Finding the Zebra

All parents desire a healthy child, but as we all know, sometimes our “perfect” children have medical issues that are difficult to understand and even harder to treat. So it was for my son. His birth was wonderful, though quite unremarkable, medically speaking.

It did not take long for me to realize that something was not quite right. The most obvious clue in the early days was my son’s lack of eye contact and feeding problems. He had a lot of difficulty breastfeeding and after about 8 months, I weaned him and tried formula. It made things worse. He vomited all formula, milk based, soy formula. It didn’t matter. The doctors finally tried to address the vomiting and sent us to a gastroenterologist. There the doctor suggested that we try hydrolyzed formula. My son refused it entirely. We finally found a toddler formula that was milk based which he seemed to tolerate.

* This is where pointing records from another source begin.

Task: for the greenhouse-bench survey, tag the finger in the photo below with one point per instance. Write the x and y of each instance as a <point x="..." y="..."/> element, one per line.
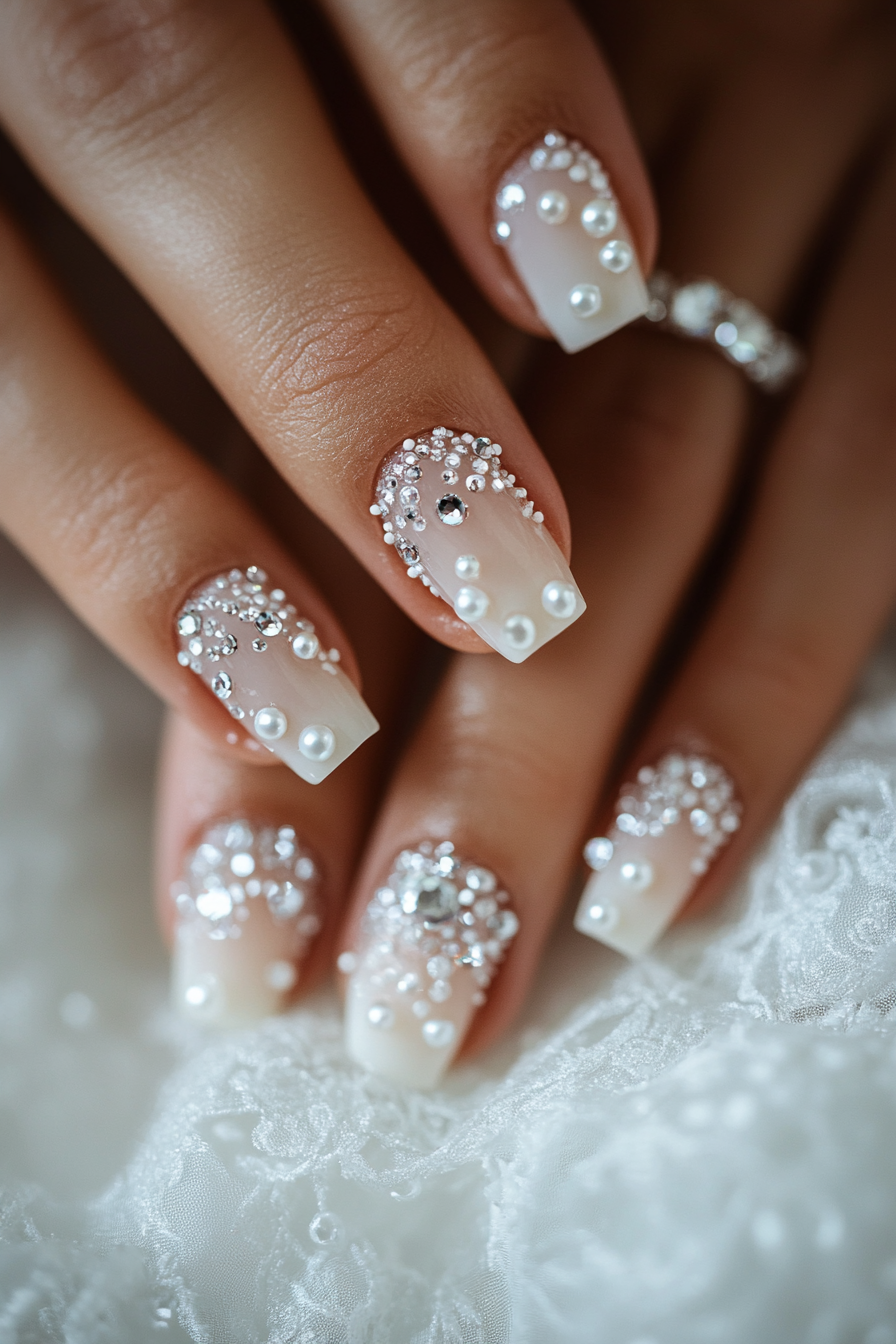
<point x="806" y="600"/>
<point x="253" y="870"/>
<point x="152" y="549"/>
<point x="468" y="92"/>
<point x="505" y="762"/>
<point x="288" y="289"/>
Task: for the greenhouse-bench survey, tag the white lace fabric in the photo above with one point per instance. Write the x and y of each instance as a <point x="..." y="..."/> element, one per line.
<point x="695" y="1149"/>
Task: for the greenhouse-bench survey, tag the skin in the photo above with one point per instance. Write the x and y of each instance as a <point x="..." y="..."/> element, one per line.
<point x="653" y="446"/>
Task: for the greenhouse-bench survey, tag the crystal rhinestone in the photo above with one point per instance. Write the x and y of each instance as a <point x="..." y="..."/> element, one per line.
<point x="507" y="925"/>
<point x="552" y="207"/>
<point x="585" y="300"/>
<point x="519" y="632"/>
<point x="695" y="307"/>
<point x="452" y="510"/>
<point x="480" y="879"/>
<point x="603" y="915"/>
<point x="599" y="218"/>
<point x="317" y="742"/>
<point x="429" y="895"/>
<point x="439" y="1035"/>
<point x="470" y="604"/>
<point x="617" y="256"/>
<point x="511" y="196"/>
<point x="382" y="1016"/>
<point x="598" y="852"/>
<point x="559" y="600"/>
<point x="637" y="875"/>
<point x="270" y="723"/>
<point x="269" y="624"/>
<point x="305" y="645"/>
<point x="214" y="905"/>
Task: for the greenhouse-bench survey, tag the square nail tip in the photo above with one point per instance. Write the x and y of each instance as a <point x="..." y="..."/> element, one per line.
<point x="315" y="772"/>
<point x="585" y="339"/>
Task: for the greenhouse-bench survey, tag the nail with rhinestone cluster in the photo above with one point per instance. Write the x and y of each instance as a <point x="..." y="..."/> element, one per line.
<point x="431" y="941"/>
<point x="266" y="665"/>
<point x="465" y="527"/>
<point x="563" y="229"/>
<point x="669" y="825"/>
<point x="247" y="909"/>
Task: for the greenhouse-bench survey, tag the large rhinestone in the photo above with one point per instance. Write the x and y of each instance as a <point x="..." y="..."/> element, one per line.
<point x="452" y="510"/>
<point x="430" y="897"/>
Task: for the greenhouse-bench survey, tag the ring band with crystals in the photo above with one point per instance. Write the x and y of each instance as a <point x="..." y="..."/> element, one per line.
<point x="703" y="309"/>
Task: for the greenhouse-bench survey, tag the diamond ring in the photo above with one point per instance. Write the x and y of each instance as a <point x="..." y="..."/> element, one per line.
<point x="701" y="309"/>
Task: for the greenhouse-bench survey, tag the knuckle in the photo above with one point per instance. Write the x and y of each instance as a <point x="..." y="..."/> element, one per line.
<point x="118" y="63"/>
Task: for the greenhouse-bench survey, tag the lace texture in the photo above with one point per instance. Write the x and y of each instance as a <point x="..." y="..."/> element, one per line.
<point x="695" y="1149"/>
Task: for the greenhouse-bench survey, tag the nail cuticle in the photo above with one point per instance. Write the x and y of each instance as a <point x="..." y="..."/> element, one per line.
<point x="247" y="643"/>
<point x="668" y="828"/>
<point x="562" y="227"/>
<point x="464" y="526"/>
<point x="431" y="941"/>
<point x="247" y="910"/>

At a year old, he was below the 3rd percentile on the growth charts. His milestones were coming along slowly. He walked at 18 months. He started talking. I felt like “things will be okay” but things were not. It was just beginning.

He started having white bowel movements. They were white white white. It was so incredibly odd. The doctor tested liver function but it was fine. After a FEW WEEKS the weird diapers stopped for a while. Then he had black and tarry bowel movements. Weeks later he started having pale large, bulky, greasy, smelly bowel movements. This is a something that is often seen in malabsorption syndromes or in cystic fibrosis. His doctors at this point wanted to test him for cystic fibrosis and celiac disease. The sweat test (CF) was negative and the celiac markers were non-existent.

At this point, we have a multiple issues and no answers anywhere. We were just at the beginning of what I now call our diagnostic odyssey.

Our family moved to Singapore when our son was 4 years old. He was still a small kid, prone to vomiting, didn’t eat very well. He started to seem very typical in many ways. He was talking and playing with his sisters and brother. But there was always something a bit off.

At his new school in Singapore, his teachers immediately identified his gross motor skills as being far behind. I wasn’t really aware until it was brought to my attention. He couldn’t jump, his balance was poor, coordination, lacking. I took him to the pediatrician and she sent us to the cardiologist (heart murmur), GI (weight), neurologist (seizures?), endocrinologist (growth), and genetics (answers). It was an extensive work up and there were many flags though nothing diagnostic. Little did I know that medical crises to come.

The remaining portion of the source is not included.